One of the major questions around interpreting the first round of demographics surveys has been what readers are our results reflective of? That is, do the results best represent the population of readers who reads daily? Or the population who reads weekly? monthly?
Why might a longer survey give different results?
Reasons why a longer survey (one month) might change the results, especially with respect to gender:
- External surveys have shown that the gender distribution of Wikipedia readers can depend on whether you ask something like "Do you read daily?" or "Do you read weekly?"
- For several languages in the first round of surveys, a trend was seen where the further into the week that the survey went, the more balanced the proportion of men/women in the respondents.
- From debiasing, women were consistently less likely to respond to the surveys than men
- It is known that, especially on desktop, it is incredibly easy to miss the survey widget. For readers who visit Wikipedia once a week or less, this means that it would be incredibly unlikely for them to see the widget to respond.

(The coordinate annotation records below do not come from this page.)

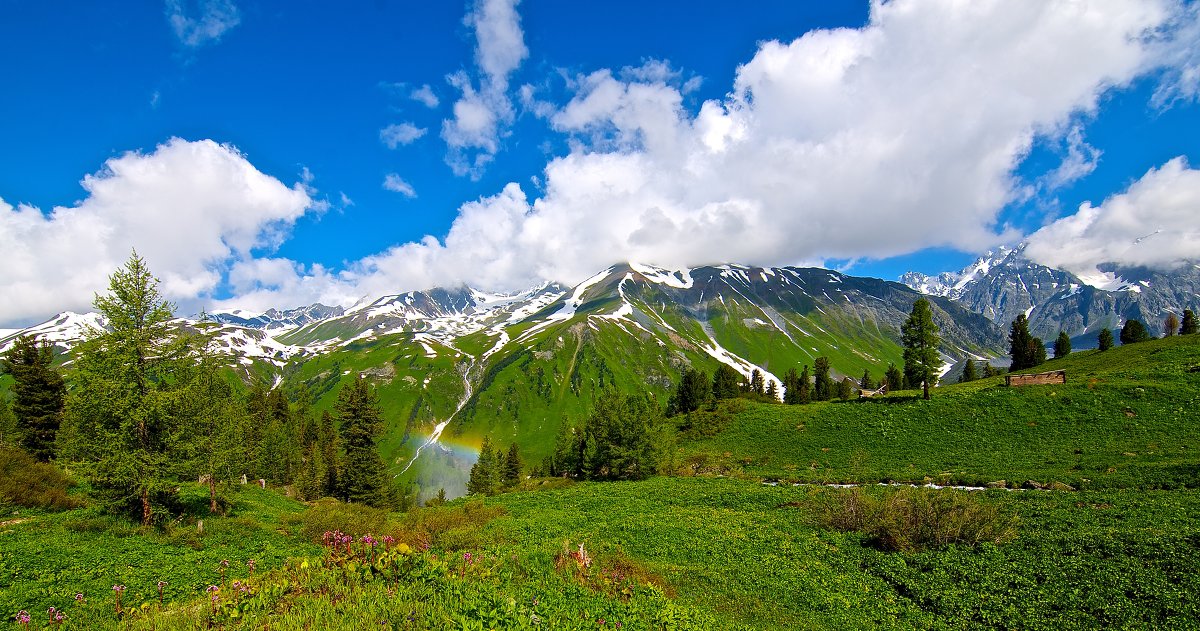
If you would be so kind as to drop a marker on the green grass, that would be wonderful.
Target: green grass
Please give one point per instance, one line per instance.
(1125, 419)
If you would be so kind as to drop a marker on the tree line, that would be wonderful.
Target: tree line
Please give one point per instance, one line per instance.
(150, 404)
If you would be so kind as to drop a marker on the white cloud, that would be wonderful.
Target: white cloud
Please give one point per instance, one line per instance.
(425, 96)
(400, 134)
(201, 22)
(841, 144)
(190, 208)
(481, 115)
(397, 185)
(1153, 223)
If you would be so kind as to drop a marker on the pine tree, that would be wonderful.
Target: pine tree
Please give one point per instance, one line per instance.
(1133, 332)
(893, 377)
(1171, 325)
(805, 395)
(725, 382)
(363, 473)
(921, 342)
(867, 383)
(822, 385)
(1189, 325)
(1061, 346)
(1020, 344)
(40, 395)
(756, 382)
(513, 464)
(969, 372)
(484, 476)
(693, 392)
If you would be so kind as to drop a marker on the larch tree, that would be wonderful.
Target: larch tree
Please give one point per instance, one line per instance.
(921, 340)
(39, 395)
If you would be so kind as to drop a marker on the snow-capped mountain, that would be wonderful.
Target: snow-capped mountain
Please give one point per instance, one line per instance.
(1005, 283)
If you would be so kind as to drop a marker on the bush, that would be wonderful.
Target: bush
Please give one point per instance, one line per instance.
(31, 484)
(329, 515)
(910, 520)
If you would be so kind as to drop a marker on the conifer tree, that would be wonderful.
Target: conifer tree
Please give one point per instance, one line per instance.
(693, 392)
(1133, 332)
(1189, 324)
(867, 383)
(1171, 325)
(363, 473)
(513, 464)
(40, 395)
(756, 382)
(1020, 344)
(805, 395)
(1062, 346)
(969, 372)
(484, 474)
(921, 342)
(125, 412)
(893, 377)
(822, 385)
(725, 382)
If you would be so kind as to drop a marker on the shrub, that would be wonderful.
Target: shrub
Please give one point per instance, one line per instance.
(31, 484)
(910, 520)
(328, 515)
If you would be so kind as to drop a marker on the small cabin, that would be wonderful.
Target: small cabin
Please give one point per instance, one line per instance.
(1042, 378)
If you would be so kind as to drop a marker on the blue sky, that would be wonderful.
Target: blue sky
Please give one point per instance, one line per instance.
(342, 136)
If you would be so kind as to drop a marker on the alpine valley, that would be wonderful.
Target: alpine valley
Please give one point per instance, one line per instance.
(453, 365)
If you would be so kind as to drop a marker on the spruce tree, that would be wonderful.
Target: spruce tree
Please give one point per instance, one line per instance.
(725, 382)
(363, 473)
(1061, 346)
(513, 464)
(126, 412)
(40, 395)
(756, 382)
(1020, 344)
(805, 395)
(1171, 325)
(822, 385)
(867, 383)
(1133, 332)
(921, 342)
(1189, 325)
(969, 372)
(484, 475)
(893, 377)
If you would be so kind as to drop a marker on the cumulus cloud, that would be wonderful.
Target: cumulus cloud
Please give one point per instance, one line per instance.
(400, 134)
(481, 114)
(1153, 223)
(425, 96)
(396, 184)
(846, 144)
(199, 22)
(190, 208)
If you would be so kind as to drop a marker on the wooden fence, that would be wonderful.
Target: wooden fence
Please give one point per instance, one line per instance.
(1053, 377)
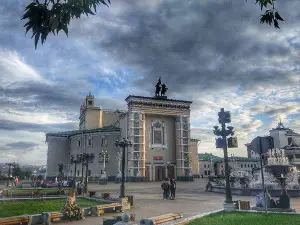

We are always hesitant to survey readers unnecessarily because however small the survey widget, it does still have the potential to disrupt reading. One of the benefits of running a survey for longer is that we can drastically lower the sampling rate (e.g., in the realm of 1:100). This ensures that only a small proportion of readers will see this survey and therefore readers with many browsers or who clear cookies will still be unlikely to be resampled into the survey. Repeatedly resampling the same user is mainly problematic from the perspective of respecting readers as opposed to statistics / results.
We also will not run these surveys in all 13 languages but limit them to new languages and a few languages whose sampling rate was lower than 1 in 20 in the first round (to minimize overlap between surveys). In this way, we do not overburden every language community but also get some sense of whether any patterns we see are language specific. We hope that the results will provide some indication of how much the results of the other languages might shift with a longer survey period.
The exact same survey will be used to maximize the comparability of the June round of surveys and this round (though notably seasonality will make direct comparison impossible as it will likely have a large impact).
- English was selected due to its wide coverage and availability of survey data in America
- Polish was not part of the first round so they are being included this round
- Russian is included because it is a language that had a low sampling rate the first round (less likely for readers to have already seen the survey) and displayed the narrowing gender gap throughout the week.
Sampling rates are still more an art than a science. In this case, the survey is expected to go 4x longer than the June survey, but with more time to see and respond to the survey, we expect response rate will increase. This would argue for at least a 6-8x reduction in sampling rate. For both Russian and English, we also do not need as many responses as were gathered in the first round (ideally more like 1000-2000 responses), so we can further reduce to 12-16x.
|en -- English (world)||Yes||Yes||T232525#5507366||23-Sept-19||1 of 98||6181||1 of 1200|
|pl -- Polish||Yes||Yes||T232525#5516283||23-Sept-19||N/A||N/A||1 of 200|
|ru -- Russian||Yes||Yes||T232525#5512050||23-Sept-19||1 of 59||4565||1 of 720|
* This is the total number of responses after removing those under 18 and responses that could not be linked to EventLogging, so it's a lower number than others reported. But it's the number that matters when analyzing the gender of the reading population.